Pre-Workout Benefits
The pre-workout supplement has numerous benefits. The most important benefit is energy. Additionally, it helps in better focus and concentration. This all results in improved muscle building. This supplement is exactly what you need if you usually spend longer hours in Gym.
Who should consume pre-workout?
This is a complicated question! If you only go to the gym to get a light sweat, then a pre-workout may not provide much benefit. But if you’re someone who wants to turn serious training into serious results, a pre-workout can help.
Anyone who feels like they need an energy boost in the gym, or who has an ambitious PR in their sights, is a prime candidate for a pre-workout supplement. However, even with the best pre in your gym bag, the best benefits are achieved over time with consistent training, continued use, adequate nutrition, and appropriate rest and recovery.
However, if you know that you’re highly sensitive to caffeine, you may benefit more from a low-stimulant or stimulant-free pre-workout.
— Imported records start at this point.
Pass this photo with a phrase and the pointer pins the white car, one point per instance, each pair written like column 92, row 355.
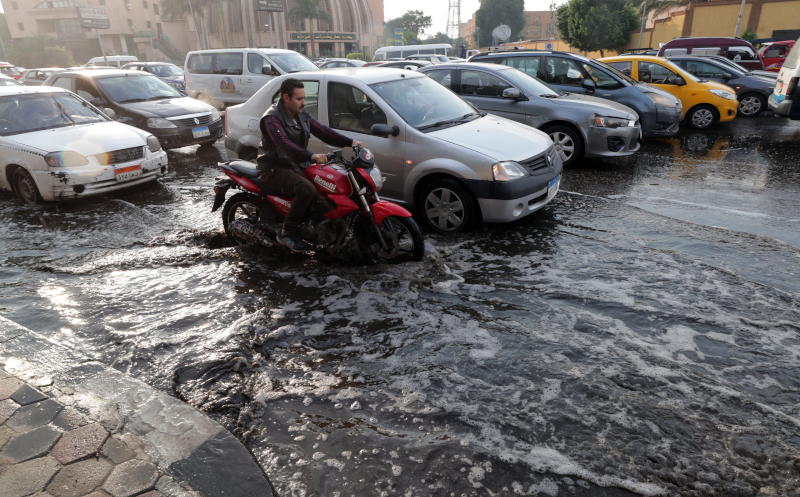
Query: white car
column 55, row 146
column 452, row 163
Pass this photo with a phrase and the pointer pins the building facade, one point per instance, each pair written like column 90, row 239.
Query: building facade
column 142, row 28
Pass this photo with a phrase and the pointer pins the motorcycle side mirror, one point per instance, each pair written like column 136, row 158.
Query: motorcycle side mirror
column 384, row 130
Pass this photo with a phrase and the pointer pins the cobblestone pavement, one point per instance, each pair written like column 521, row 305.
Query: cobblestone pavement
column 49, row 450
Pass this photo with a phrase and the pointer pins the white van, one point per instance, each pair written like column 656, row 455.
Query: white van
column 111, row 60
column 785, row 99
column 230, row 76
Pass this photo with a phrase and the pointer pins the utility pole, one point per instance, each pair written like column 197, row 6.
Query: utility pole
column 739, row 21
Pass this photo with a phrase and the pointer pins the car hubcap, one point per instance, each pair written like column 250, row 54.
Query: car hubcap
column 702, row 118
column 445, row 209
column 564, row 145
column 750, row 106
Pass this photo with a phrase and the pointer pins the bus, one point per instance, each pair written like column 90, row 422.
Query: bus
column 403, row 51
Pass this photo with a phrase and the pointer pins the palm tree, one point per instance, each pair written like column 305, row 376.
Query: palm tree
column 311, row 10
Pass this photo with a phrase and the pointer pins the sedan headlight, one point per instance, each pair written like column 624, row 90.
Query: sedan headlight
column 724, row 94
column 153, row 144
column 160, row 123
column 507, row 171
column 67, row 158
column 611, row 122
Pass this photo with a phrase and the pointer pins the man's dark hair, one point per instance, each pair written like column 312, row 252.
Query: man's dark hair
column 288, row 86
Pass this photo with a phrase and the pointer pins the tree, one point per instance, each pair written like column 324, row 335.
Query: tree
column 591, row 25
column 413, row 23
column 493, row 13
column 311, row 10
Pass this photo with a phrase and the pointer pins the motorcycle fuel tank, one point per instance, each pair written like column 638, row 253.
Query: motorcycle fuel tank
column 329, row 179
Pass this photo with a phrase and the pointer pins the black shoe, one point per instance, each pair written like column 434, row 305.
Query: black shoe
column 291, row 242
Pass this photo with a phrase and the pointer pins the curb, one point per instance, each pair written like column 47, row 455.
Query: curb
column 182, row 440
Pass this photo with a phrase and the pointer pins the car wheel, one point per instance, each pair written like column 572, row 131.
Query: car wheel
column 568, row 142
column 751, row 104
column 25, row 187
column 446, row 206
column 702, row 116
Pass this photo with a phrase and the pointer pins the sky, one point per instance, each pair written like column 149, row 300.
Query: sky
column 437, row 9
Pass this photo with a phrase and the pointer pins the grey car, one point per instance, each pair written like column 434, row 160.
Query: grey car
column 659, row 112
column 752, row 91
column 579, row 125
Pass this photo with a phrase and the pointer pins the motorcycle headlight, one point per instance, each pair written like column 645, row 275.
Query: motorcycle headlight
column 377, row 178
column 67, row 158
column 160, row 123
column 153, row 144
column 724, row 94
column 507, row 171
column 611, row 122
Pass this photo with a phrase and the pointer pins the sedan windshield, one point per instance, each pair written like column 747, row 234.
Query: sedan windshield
column 424, row 103
column 38, row 111
column 125, row 89
column 292, row 62
column 528, row 84
column 165, row 70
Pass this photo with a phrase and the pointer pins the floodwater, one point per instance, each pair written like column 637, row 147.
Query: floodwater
column 639, row 336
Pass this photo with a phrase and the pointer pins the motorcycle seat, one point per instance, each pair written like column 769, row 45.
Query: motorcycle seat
column 245, row 168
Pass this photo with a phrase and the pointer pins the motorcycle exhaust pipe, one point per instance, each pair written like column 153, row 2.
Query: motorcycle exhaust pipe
column 245, row 230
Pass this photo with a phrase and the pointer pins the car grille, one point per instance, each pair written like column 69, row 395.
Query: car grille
column 535, row 163
column 192, row 121
column 120, row 156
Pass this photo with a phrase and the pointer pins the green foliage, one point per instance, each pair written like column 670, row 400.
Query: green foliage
column 39, row 52
column 749, row 35
column 493, row 13
column 591, row 25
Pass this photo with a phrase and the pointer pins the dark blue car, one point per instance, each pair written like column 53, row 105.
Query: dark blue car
column 659, row 112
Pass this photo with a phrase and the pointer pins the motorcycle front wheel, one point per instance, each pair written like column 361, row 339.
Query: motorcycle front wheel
column 404, row 240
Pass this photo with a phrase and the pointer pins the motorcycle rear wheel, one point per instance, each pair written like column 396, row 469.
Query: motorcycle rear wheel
column 404, row 239
column 248, row 206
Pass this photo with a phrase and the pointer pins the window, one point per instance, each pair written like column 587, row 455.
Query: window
column 312, row 97
column 442, row 76
column 703, row 69
column 86, row 90
column 625, row 68
column 650, row 72
column 602, row 79
column 227, row 63
column 201, row 64
column 66, row 83
column 528, row 65
column 481, row 84
column 351, row 109
column 255, row 63
column 562, row 71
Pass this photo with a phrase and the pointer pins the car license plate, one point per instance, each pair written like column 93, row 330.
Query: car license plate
column 127, row 173
column 201, row 132
column 553, row 184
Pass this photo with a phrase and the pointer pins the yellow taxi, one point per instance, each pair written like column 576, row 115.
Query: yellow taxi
column 705, row 103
Parents should also be cautious about giving a stim-heavy pre-workout to adolescents, and no, they’re not a good idea for young children.
Conclusion
The simple purpose of taking pre-workout supplements is to reach fitness goals that may be more difficult to achieve without the extra energy boost. We all need a little pick-me-up from time to time and pre-workout can be the motivation you need to crush your next workout.
With a better understanding of the science behind pre-workouts and what they contain, it’s time for you to find the perfect option for you.